LCI Alumni Spotlight: Reid Henderson

Charlie Ruffolo • Feb 27, 2018

Imagine your first day of a new job, and you have an event with 38,000 people. That can be daunting enough on its own, but when your new office is CenturyLink Field in Seattle, Washington, that’s just business as usual. The home of the Seattle Seahawks and the raucous “12th Man” became home to Louisiana Culinary Institute alum, Reid Henderson.


Henderson credits his time, tutelage, and experience at LCI as the key factor that finds him overseeing the concessions, restaurants, suites, catering, and events over 3,500 miles away from his alma mater. In his role as sous chef, Henderson is responsible for testing new concepts throughout the season that are featured on the concessions menu, as well as in over 100 small restaurants throughout the stadium. In addition to his duties during football season, there are also the massive parties, dinners, and events that are hosted at CenturyLink Field during the year, many like the previously mentioned event that had 38,000 people in attendance. “LCI prepared me day 1 to do more than observe,” says Henderson.

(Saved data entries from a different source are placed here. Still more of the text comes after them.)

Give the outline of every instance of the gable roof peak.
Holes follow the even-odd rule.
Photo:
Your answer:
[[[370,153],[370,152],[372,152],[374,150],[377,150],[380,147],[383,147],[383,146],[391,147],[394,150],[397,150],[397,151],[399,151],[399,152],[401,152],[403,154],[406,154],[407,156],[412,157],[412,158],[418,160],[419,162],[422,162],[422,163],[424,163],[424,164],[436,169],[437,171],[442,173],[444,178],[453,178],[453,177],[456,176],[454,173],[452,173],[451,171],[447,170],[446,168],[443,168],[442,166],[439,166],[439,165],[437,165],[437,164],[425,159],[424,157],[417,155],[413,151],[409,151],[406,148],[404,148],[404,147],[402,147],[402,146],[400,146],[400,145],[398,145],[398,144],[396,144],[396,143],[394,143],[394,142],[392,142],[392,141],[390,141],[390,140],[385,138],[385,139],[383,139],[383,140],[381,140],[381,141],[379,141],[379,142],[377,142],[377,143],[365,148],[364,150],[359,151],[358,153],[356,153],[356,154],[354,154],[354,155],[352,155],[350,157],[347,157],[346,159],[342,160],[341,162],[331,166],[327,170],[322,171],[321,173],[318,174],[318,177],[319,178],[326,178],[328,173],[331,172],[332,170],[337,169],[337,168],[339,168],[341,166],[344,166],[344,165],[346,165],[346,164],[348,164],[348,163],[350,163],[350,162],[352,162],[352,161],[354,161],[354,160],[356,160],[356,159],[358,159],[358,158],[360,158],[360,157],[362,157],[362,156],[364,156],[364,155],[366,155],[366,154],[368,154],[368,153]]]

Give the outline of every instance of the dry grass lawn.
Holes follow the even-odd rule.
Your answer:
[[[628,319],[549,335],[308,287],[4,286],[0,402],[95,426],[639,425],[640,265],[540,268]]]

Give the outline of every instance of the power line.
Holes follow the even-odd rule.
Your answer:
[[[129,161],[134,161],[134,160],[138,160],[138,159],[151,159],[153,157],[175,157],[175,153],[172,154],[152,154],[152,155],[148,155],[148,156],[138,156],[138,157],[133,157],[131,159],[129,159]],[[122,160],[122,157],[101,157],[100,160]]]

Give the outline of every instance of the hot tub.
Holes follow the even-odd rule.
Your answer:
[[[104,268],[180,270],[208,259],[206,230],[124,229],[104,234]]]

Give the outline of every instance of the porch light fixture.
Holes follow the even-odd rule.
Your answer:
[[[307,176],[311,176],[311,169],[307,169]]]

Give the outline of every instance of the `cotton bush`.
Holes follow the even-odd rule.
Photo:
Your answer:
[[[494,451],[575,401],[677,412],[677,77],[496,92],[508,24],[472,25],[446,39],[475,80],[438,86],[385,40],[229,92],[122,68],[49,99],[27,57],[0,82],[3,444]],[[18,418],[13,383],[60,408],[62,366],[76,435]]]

The path that led Reid to Louisiana Culinary Institute started with some advice from his father; “find a career that you enjoy doing.” He enjoyed cooking, and after spending time in the industry in a variety of roles, as destiny would have it, his current boss was one of his instructors at LCI and made the recommendation to pursue a culinary education.


Henderson interviewed to attend LCI, and the interview process with Chef Dave sealed the deal. Not only did this process convey the exclusivity of earning a spot in LCI’s class, but the process of ensuring that LCI was the right place for him and that he was in a position to not only succeed but excel in school and beyond, all made the decision to enroll an easy one.


The networking opportunities and friendships created during his time at LCI are Henderson’s biggest takeaways. As far as advice to any current or prospective students, “You get out of it what you put into it. Trust your talent; you’re in  culinary school  for a reason. This is a calling, and people usually don’t choose, they get drawn into it. So trust your talent, but focus on the little things.”

 

It was the lessons, relationships, and skills that were forged and honed at LCI that prepared him for the highly competitive interview process that led him to Seattle. After becoming a finalist for the position, Reid was tasked with creating a tasting menu from a mystery box containing four items, including salmon, chicken, and beef. This challenge called for 3-5 menu items, Henderson decided to make all 5 in spite of that being discouraged by the panel. That ambition paid off. Although Henderson was initially put off by the large volumes he would be responsible for, he has some words of wisdom for anyone considering a similar role, “it’s not as bad as it seems, just move the decimal point over.”


Today, Reid is using the skills he learned at LCI and the experience he gained in Seattle as the new chef at Ruffino's in Baton Rouge, Louisiana.